We appreciate our reviewer's insightful comments that help us improve our work.

Q: Complexity of combining multile PLMs and computational cost & complexity comparison.

First of all, as stated in Lines 105~107 on the left in our paper, no additional queries are made to PLMs under the same number of required synthetic samples $N$ in the WASP framework compared to baseline methods although samples are generated in a iterative manner. As shown in Table G in below, the computational cost of WASP is slightly higher than that of PE baselines, mainly due to increased in prompt length ( $8$ in-context samples instead of $1$ ) and the "furthest histogram" calculation.

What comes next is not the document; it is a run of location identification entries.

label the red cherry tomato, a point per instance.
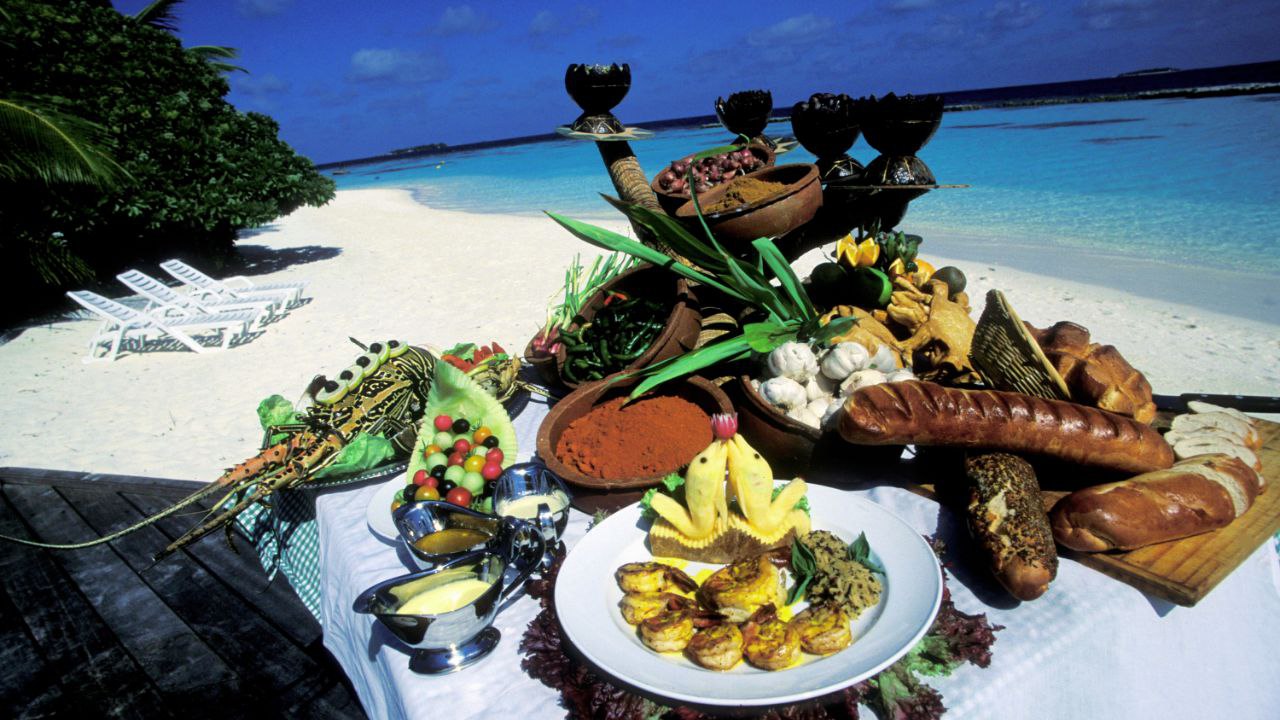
(458, 496)
(490, 470)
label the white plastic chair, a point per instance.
(206, 286)
(174, 304)
(124, 326)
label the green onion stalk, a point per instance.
(768, 285)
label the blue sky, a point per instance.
(347, 78)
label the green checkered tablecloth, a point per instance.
(286, 537)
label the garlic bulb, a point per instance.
(899, 376)
(819, 406)
(821, 386)
(883, 360)
(805, 417)
(792, 360)
(859, 379)
(784, 392)
(844, 359)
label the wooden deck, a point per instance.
(101, 633)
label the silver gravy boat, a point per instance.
(452, 639)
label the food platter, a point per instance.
(586, 602)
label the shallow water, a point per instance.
(1184, 182)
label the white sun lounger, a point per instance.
(123, 326)
(172, 302)
(206, 286)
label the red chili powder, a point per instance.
(652, 436)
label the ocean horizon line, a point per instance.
(1246, 78)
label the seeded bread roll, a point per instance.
(1008, 519)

Second, the primary computational cost is driven by synthetic sample generation, which accounts for nearly 3000 times the runtime of other operations (including DP Top- $Q$ Voting and PLM Importance Weighting). While this process is unavoidable, users can mitigate the impact of computationally expensive PLMs by choosing faster alternatives. Also, like shown in Table G, for large-scale datasets, WASP's computational cost remains manageable.

Table G. Comparison of computational complexity and runtime (seconds) of WASP and PE series baselines within each iteration (averaged across iterations and also across different PLMs for PE series baselines). "Others" includes DP top- $Q$ voting and PLM importance weighting, i.e. line 7~10 in Alg. 1, with the latter beging a negligible time cost tensor normalization operation on the Nearest Histogram vector.

		Aug-PE	Aug-PE	Pre-Text	Pre-Text	WASP	WASP
		Generation	Others	Generation	Others	Generation	Others
	Complexity	$O(N)$	$O(MN)$	$O(N)$	$O(MN)$	$O(N)$	$O(MN)$
IMDb	$L=1,M=100$	1.341 $\times$ 10 $^{4}$	5.846	-	-	1.970 $\times$ 10 $^{4}$	6.090
	$L=10,M=300$	-	-	1.348 $\times$ 10 $^{4}$	7.153	1.963 $\times$ 10 $^{4}$	7.668
Yelp-Rating	$L=1,M=100$	1.539 $\times$ 10 $^{4}$	5.468	-	-	2.175 $\times$ 10 $^{4}$	5.528
	$L=10,M=300$	-	-	1.561 $\times$ 10 $^{4}$	7.376	2.235 $\times$ 10 $^{4}$	7.608
Openreview-Rating	$L=1,M=100$	1.268 $\times$ 10 $^{4}$	5.655	-	-	1.949 $\times$ 10 $^{4}$	5.871
	$L=10,M=300$	-	-	1.215 $\times$ 10 $^{4}$	7.713	1.982 $\times$ 10 $^{4}$	7.911

Q: Other data modality.

We believe that WASP framework can also be extended to other modalities. WASP's key components, including DP Top- $Q$ voting, PLM importance weighting, are general operations which can be directly applied to other data modalities. However, the process for synthetic data generation differs by modality. For example, for image generation [7,8], the applied models and APIs are different from text, with diffusion models and RANDOM_APIs oftenly used to modify existing samples with a hyper-parameter controling variation degree. Therefore, non-trivial adaptations should be made for the generation processure. Similarly, for tabular samples [9,10], non-trivial modifications are also required for crafting proper generation prompts and pipelines.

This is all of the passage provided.